The first two required paramters and the two optional parameters for this function are the same as those for the FullAverageDataset function, and the only other parameter in the PDPbuilder call is listOfModels, which specifies the DataRobot models for which partial dependence results are to be computed. This function returns a dataframe whose first column contains the $x_j$ values of the grid points for which the partial dependence is evaluated, and subsequent columns contain the $\phi_j(x)$ values for each model in listOfModels at each of these grid points.

In the examples considered here, these models are the four appearing in red in Figures 1 and 2, corresponding to the models ranked 1 (r concreteModels[[1]]$modelType), 5 (r concreteModels[[5]]$modelType), 12 (r concreteModels[[12]]$modelType), and 29 (r concreteModels[[29]]$modelType). The following code generates this list of models and the associated partial dependence results for the age variable from the concrete modeling dataframe:

modelList <- list(concreteModels[[1]], concreteModels[[5]],
                  concreteModels[[12]], concreteModels[[29]])
agePDPframe <- PDPbuilder(concreteFrame[, 1:8], "age", modelList)

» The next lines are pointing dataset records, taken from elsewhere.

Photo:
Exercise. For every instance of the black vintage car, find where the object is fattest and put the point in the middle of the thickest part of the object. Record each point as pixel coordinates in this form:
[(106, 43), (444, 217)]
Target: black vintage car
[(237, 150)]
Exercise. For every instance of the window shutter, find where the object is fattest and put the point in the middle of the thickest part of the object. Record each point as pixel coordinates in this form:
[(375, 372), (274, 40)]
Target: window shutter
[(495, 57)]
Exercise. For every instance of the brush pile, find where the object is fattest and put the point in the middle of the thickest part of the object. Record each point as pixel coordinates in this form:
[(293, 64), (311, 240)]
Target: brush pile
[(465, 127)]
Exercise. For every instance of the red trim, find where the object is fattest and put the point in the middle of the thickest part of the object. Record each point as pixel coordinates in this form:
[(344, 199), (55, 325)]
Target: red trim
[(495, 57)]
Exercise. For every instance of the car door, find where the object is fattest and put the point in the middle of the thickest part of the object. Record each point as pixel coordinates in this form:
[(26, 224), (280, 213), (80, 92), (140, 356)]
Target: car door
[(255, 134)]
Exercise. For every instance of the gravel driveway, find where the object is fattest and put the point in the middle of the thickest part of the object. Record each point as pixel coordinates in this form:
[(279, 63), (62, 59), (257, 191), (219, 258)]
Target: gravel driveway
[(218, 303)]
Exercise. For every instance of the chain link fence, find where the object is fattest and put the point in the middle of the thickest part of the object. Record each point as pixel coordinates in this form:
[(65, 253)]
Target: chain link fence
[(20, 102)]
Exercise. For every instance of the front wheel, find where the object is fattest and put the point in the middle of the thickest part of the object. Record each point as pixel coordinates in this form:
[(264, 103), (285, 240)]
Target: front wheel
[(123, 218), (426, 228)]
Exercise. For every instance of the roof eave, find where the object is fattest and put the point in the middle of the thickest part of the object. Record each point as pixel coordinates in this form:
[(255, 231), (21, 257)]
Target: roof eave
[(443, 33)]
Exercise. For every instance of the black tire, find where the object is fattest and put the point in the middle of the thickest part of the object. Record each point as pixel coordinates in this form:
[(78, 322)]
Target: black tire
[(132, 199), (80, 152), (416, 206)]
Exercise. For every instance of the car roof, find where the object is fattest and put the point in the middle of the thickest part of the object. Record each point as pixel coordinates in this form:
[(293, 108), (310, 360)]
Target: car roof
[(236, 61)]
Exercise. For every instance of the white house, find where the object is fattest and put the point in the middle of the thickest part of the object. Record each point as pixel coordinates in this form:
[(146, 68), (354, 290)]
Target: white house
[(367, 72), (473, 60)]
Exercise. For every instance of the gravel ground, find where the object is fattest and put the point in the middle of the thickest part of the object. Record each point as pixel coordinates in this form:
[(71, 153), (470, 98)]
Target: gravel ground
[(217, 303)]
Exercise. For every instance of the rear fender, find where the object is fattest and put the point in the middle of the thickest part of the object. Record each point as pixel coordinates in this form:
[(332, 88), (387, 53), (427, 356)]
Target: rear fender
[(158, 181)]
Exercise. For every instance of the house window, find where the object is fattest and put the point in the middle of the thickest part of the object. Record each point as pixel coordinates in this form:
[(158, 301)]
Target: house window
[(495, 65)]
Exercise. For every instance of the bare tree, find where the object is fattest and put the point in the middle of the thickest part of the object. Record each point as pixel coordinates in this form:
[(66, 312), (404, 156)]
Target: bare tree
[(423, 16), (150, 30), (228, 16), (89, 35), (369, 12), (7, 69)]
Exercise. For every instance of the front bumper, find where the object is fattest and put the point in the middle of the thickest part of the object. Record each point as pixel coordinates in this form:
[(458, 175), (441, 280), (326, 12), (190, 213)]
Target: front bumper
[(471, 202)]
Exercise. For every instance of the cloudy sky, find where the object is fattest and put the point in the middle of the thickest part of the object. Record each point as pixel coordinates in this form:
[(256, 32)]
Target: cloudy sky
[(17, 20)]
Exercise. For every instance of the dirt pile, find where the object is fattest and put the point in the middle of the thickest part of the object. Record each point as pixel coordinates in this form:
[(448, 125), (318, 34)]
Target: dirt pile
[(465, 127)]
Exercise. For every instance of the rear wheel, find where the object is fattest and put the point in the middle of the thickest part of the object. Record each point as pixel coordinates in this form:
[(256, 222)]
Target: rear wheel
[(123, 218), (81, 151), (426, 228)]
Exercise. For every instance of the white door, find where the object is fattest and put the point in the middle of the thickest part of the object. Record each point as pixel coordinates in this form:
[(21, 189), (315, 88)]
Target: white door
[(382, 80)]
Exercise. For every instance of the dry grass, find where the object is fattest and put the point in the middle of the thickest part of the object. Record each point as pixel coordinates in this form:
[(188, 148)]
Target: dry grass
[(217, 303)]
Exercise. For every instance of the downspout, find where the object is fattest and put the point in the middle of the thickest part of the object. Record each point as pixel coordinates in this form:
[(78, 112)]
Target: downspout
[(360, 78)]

Given this dataframe, partial dependence plots like that shown in Figure 3 are generated by calling the plot function listed below:

PDPlot <- function(PDframe, Response, ltypes,
                   lColors, ...) {
  Rng <- range(Response)
  nModels <- ncol(PDframe) - 1
  modelNames <- colnames(PDframe)[2: (nModels + 1)]
  plot(PDframe[, 1], PDframe[, 2], ylim=Rng, type = "l",
       lty = ltypes[1], lwd = 2, col = lColors[1],
       xlab = colnames(PDframe)[1],
       ylab = "Partial Dependence", ...)
  abline(h = Rng, lty=3, lwd=2, col="black")
  for (i in 2:nModels) {
    lines(PDframe[, 1], PDframe[, i + 1], lwd = 2,
          lty = ltypes[i], col = lColors[i])
  }
  legend("topleft", lty = ltypes, text.col = lColors,
         col = lColors, lwd = 2, legend = modelNames)
}

Here, PDframe is the dataframe returned by the PDPbuilder function, Response is the target variable to be predicted by all models, ltypes is a vector of line types, one for each model in modelList, and lColors is a vector of line colors used to draw the partial dependence curves. The Response variable is included here because the range of the target variable provides a natural basis for evaluating the magnitude of the influence of each variable: if the total range of $\phi_j(x)$ is small compared to the range of the target variable, this suggests that the influence of this variable is small, regardless of the shape of the partial dependence curve.

par(mfrow=c(1, 1))
agePDPframe <- readRDS("agePDPframe.rds")
Response <- concreteFrame$strength
ltypes <- seq(4)
lColors <- c("limegreen", "black", "blue", "magenta")
PDPlot(agePDPframe, Response, ltypes, lColors)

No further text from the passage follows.